技能教育、意識改革、開発体制一新。流動化に向けて動き出した。

 1995年4月、全管理職を対象に「OAスキルアップ教育」が始まった。「何だ、よくあるパソコン教育か」。当初、高をくくっていた本社の部課長陣は、その内容の厳しさに強烈なショックを受けることになった。

 OA教育こそ、ADI作戦を「うちの部署には無関係」とやり過ごしたい中間管理職に、佐藤社長が投げつけた「爆弾」なのだ。

 生産技術推進部で設備投資管理担当部長を務める硲野重喜氏(54歳)。「自分でパソコンを使ったことがほとんどなかったので、不安と期待が半ば入り交じった気持ち」で研修に臨んだ。

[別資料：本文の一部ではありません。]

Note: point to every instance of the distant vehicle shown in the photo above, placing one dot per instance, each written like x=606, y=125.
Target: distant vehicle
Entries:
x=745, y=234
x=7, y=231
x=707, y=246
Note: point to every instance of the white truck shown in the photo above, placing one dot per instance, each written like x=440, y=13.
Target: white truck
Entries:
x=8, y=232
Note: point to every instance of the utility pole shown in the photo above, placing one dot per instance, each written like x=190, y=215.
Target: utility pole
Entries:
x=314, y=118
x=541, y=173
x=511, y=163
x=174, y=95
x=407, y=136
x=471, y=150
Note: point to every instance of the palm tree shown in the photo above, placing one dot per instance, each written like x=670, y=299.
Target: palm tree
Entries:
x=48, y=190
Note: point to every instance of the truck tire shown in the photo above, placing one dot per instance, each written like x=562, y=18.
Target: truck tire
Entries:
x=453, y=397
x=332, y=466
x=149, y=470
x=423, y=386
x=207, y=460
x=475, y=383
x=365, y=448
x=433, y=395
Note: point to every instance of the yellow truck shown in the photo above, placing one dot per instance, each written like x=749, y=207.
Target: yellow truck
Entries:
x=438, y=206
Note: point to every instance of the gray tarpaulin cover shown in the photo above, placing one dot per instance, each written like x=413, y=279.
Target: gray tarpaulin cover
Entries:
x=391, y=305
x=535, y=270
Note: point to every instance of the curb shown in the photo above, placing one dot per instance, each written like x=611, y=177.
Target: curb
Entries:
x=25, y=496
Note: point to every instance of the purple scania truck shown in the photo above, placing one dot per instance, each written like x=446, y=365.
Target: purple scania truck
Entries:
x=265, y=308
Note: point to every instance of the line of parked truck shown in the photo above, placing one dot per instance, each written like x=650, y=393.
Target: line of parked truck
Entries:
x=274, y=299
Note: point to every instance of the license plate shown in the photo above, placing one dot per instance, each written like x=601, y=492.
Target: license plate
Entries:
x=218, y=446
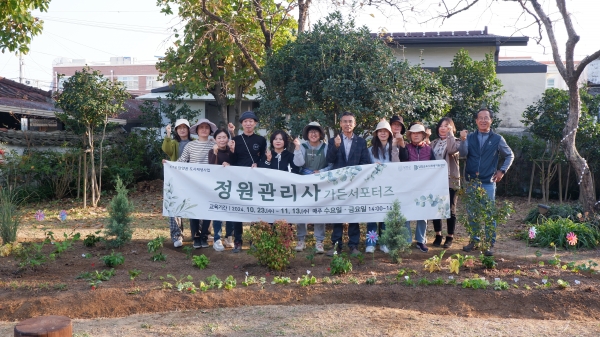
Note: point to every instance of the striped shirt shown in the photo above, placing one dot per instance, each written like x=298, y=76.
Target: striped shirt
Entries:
x=196, y=152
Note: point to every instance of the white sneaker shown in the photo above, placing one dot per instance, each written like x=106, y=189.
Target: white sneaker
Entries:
x=300, y=246
x=218, y=246
x=319, y=247
x=229, y=242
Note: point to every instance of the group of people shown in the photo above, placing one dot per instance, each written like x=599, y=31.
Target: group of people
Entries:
x=481, y=149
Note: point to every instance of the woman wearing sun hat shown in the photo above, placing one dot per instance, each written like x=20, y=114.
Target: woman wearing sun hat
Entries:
x=311, y=158
x=173, y=147
x=384, y=149
x=197, y=152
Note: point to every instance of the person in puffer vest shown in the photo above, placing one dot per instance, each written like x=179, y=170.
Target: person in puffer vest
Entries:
x=418, y=150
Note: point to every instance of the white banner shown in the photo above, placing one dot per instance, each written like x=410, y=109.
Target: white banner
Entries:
x=351, y=194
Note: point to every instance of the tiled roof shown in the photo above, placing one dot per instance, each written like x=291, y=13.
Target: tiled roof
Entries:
x=518, y=63
x=12, y=89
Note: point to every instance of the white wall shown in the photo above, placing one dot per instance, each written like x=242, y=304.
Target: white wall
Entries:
x=522, y=90
x=439, y=56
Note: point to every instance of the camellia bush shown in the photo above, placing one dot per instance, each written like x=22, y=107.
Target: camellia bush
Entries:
x=272, y=244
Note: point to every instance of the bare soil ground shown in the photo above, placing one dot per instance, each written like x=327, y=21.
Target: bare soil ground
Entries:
x=387, y=308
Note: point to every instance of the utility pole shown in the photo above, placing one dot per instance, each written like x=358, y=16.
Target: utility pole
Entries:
x=20, y=67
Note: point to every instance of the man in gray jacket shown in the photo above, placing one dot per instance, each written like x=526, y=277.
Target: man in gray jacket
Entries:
x=482, y=149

 参加してまず驚いたのが、研修の徹底ぶりだった。受講中の2カ月間は、他の100人の管理職とともに川崎市のトレーニングセンターに缶詰めとなり、職場との連絡は事実上、不可能となる。唯一、許されている通信手段は、研修の目玉でもある「電子メール」のみだ。

 「ウィンドウズとは何か」という基本メニューに3日、電子メールの実習が2日と、朝から晩までパソコン漬けの毎日が続く。最後にパソコンを使いこなした発表を終えない限り、現場には戻れない。

 研修終了時、情報システム部の講師は、参加者全員に必ずこう告げる。「これでみなさんは、社内のどの部署に異動しても、その日から以前の部署と同じ環境で仕事に励めます」。

 研修から戻った管理職を、今度は2つのカルチャーショックが襲う。丸2カ月間、自分が顔を出さなくても職場が何の支障もなく動いている。このこと自体、大部分の管理職が認めたくない事実と言っていい。